I decided to walk to Fort Hill on roads instead of taking trails. There was no way I was going back into the woods on this section. The route by road was slightly longer than by trail but it was easier. My head was spinning from what I had just come through.
I got to Fort Hill and took a break under the picnic shelter. It was shaded, cool and breezy there. It felt good to take a break from the 90 temperatures. After the break I decided to hike a few more miles. But after going about a quarter of a mile and feeling the heat and I humidity I decided to turn back to the picnic shelter and camp there. I set up my tent under the picnic shelter. There was a stream nearby for water, restrooms, picnic tables and trash cans. Nobody bothered me there.
I felt sadness for the Buckeye Trail, the Buckeye Trail Association and Buckeye Trail hikers. Nobody wins when the trail is like this. There has got to be a solution for this."

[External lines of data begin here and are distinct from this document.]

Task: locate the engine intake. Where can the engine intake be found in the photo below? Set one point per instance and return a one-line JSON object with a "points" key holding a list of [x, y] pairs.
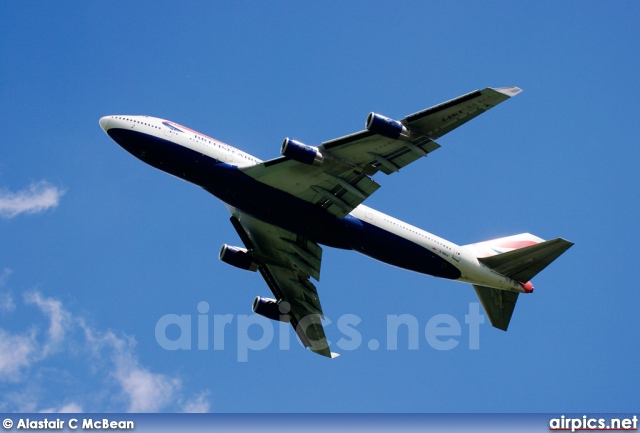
{"points": [[378, 124], [271, 309], [301, 152], [238, 257]]}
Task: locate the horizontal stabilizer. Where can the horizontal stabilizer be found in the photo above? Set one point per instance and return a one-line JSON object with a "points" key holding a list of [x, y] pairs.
{"points": [[498, 305], [524, 263]]}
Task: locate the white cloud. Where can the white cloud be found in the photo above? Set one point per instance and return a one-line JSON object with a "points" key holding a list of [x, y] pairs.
{"points": [[6, 303], [198, 404], [38, 197], [59, 319], [144, 390], [68, 408], [4, 276], [105, 356]]}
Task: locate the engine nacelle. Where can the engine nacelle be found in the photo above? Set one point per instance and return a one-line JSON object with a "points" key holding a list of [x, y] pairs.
{"points": [[386, 127], [270, 309], [238, 257], [301, 152]]}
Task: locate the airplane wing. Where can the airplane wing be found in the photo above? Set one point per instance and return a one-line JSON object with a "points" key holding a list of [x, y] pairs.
{"points": [[341, 180], [498, 304], [287, 261]]}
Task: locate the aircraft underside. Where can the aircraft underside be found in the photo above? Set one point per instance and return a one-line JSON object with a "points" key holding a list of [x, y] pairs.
{"points": [[275, 207]]}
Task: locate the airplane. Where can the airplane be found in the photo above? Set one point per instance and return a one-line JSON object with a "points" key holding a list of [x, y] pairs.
{"points": [[285, 208]]}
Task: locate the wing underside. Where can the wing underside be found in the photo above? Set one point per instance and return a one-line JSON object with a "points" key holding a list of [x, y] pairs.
{"points": [[343, 180], [287, 262]]}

So I road-walked to Richmond Dale, 12 miles or so from my starting point and had a very nice, uneventful day up to that point. I spent some time at the store and then the library, where I learned that a couple of trail angels, Connie and Mike, lived next door. I went over to say hello, but they were not home. There was nothing to do but get back on the trail and head to Scioto Trail State Park, about eight miles away, where there was a place to camp.

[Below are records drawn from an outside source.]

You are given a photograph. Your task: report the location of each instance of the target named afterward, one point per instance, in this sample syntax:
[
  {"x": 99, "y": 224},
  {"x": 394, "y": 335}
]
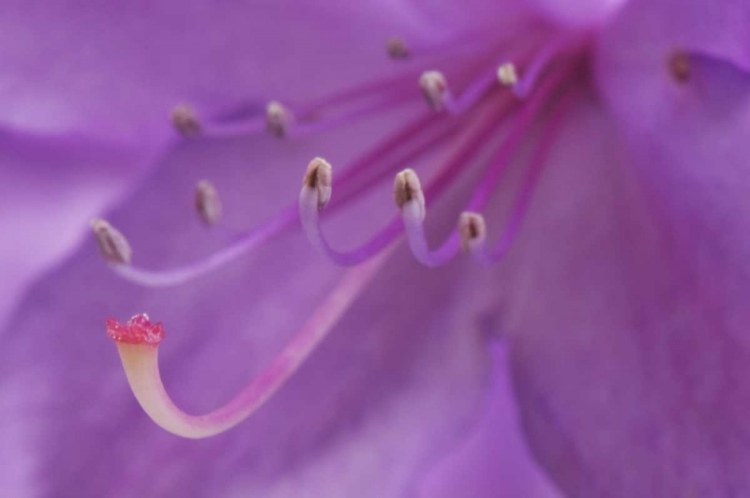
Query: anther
[
  {"x": 185, "y": 121},
  {"x": 408, "y": 194},
  {"x": 472, "y": 230},
  {"x": 207, "y": 203},
  {"x": 138, "y": 330},
  {"x": 397, "y": 48},
  {"x": 279, "y": 119},
  {"x": 679, "y": 66},
  {"x": 319, "y": 177},
  {"x": 112, "y": 244},
  {"x": 435, "y": 89},
  {"x": 507, "y": 75}
]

I had traveled a mere two blocks before a small car stopped and the man inside started asking me hiking questions. I knew almost immediately that I was speaking to Mike. Connie was returning from the store (I would have run into her five minutes later if I had missed Mike) and took me back to their house for a shower and a drink. My left foot was starting to bother me so I was more than happy to call it quits for the day.
Once we arrived at their house, the two of them kept coming and going in an almost comedic fashion, so that we were having alternating conversations and my tired brain could barely process what I had said to whom. Eventually I realized they had invited me to stay in their home and slackpack for the next couple of days until Mom and Colin arrive.
Later on in the evening MC, as I will now refer to the duo, took me out to nearby Chillicothe for a nice meal and then showed me a bit of the city where I will be staying with my family. One particular space on the north side of Chillicothe has been used for an amazing variety of purposes over the centuries. You can stand on burial mounds used by a group of Native Americans known by anthropologists as the Hopewell Indians and admire the two state penitentiaries on either side. The old Erie canal also ran right through here during the 19th century and World War I saw a huge training facility called Camp Sherman hastily built right atop the burial mounds.
I'm really enjoying my time with Mike and Connie, their hospitality is out of this world and their knowledge of hiking dos and don'ts will no doubt be of great service to me as I move down the road. Most of all, holy cow am I excited about slack-packing - after forty days the burden of the massive pack will be lifted from my shoulders for a short while. I imagine I will burst out of bed and get a running start in the morning.